Niestety nie przejasnilo sie. Gorzej, nawet sie pogorszylo. W Nepalu zalamanie pogody. Gazety donosza o tych, co utkneli w gorach. Na lotnisku w Lukli (ta miejscowosc jest baza wypadowa do trekingu w rejonie Mont Everestu) utknelo 3,5 tys turystow. Ponoc wojsko ma ich ewakuowac. Codziennie tez helikoptery sciagaja z gor ludzi ponad 100 razy. To oczywiscie wiemy z gazet, bo nie bylo szans wyjsc w gory. No wiec nie zobaczymy Himalajow…
A moze jednak. Decydujemy sie na lot nepalskimi liniami z Pokhary do Kathmandu. Dzieki temu, po przekroczeniu pulapu chmur, mamy jak na dloni panorame Himalajow. Tak, jakbysmy ogladali gigantyczna makiete. Niestety zalamanie pogody odczuwamy sami. Pilot musi manewrowac miedzy ciezkimi chmurami I podchodzenie do ladawania jest niezwykle trudne. Nasz maly samolocik (17 pasazerow) rzuca raz w gore, raz w dol, dodatkowo pilot omijajac chmury wykonuje co chwila gwaltowne skrety i przechyly.
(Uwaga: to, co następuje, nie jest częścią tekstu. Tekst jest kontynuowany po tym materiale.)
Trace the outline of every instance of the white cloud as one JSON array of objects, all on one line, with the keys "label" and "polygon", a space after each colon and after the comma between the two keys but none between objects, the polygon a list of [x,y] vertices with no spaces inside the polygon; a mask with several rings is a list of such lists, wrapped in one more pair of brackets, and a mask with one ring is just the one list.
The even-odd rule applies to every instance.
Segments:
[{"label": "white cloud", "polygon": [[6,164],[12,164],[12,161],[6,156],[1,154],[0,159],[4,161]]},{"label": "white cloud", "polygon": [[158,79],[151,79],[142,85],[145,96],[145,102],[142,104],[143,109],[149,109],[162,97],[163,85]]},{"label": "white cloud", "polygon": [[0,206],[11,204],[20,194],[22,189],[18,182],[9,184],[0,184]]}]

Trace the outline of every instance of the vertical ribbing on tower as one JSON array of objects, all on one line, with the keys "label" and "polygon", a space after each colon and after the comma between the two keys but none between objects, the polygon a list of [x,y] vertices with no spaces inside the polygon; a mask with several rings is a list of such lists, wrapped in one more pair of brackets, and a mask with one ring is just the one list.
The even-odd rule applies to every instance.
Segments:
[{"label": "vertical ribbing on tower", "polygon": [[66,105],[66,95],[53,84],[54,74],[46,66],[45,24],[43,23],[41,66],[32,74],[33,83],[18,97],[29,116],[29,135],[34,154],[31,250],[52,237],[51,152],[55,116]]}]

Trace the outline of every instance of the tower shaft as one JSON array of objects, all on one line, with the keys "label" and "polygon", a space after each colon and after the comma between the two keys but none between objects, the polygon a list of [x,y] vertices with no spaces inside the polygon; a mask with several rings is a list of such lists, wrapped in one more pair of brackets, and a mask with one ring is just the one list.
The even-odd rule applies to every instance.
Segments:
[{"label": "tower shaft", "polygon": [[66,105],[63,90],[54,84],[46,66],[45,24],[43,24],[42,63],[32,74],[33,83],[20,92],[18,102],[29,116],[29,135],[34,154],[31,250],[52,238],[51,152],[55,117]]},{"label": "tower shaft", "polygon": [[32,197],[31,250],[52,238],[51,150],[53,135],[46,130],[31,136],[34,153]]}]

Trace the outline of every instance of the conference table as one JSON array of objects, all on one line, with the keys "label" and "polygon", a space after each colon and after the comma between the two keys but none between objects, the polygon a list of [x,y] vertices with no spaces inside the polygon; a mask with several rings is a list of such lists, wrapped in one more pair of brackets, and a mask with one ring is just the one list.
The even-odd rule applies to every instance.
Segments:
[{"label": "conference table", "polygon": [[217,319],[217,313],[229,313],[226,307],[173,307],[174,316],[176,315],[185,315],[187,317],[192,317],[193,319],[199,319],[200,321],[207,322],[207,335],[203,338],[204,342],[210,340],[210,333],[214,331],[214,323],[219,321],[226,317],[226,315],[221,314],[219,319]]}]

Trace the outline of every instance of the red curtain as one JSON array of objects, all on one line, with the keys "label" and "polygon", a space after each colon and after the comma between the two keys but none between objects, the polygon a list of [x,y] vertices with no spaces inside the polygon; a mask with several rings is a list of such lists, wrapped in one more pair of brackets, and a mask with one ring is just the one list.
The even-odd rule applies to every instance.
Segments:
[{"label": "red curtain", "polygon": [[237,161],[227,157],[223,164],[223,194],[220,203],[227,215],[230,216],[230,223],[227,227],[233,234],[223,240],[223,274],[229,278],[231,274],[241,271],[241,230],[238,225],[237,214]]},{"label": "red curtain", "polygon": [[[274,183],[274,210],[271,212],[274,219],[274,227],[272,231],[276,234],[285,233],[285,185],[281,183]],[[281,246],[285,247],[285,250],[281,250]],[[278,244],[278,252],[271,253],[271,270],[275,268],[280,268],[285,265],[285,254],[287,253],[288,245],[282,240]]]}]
Wszystkie twarze w samolocie sa na przemian zielone i biale. Kilka osob nie wytrzymuje i robi uzytek z torebek. Takiego lotu jeszcze nie przezylismy. Dochodzimy do siebie dobre 2 godziny po wyladowaniu.
Na szczescie trafiamy znow na Thamel, gdzie o wszelkich problemach szybko sie zapomina ;))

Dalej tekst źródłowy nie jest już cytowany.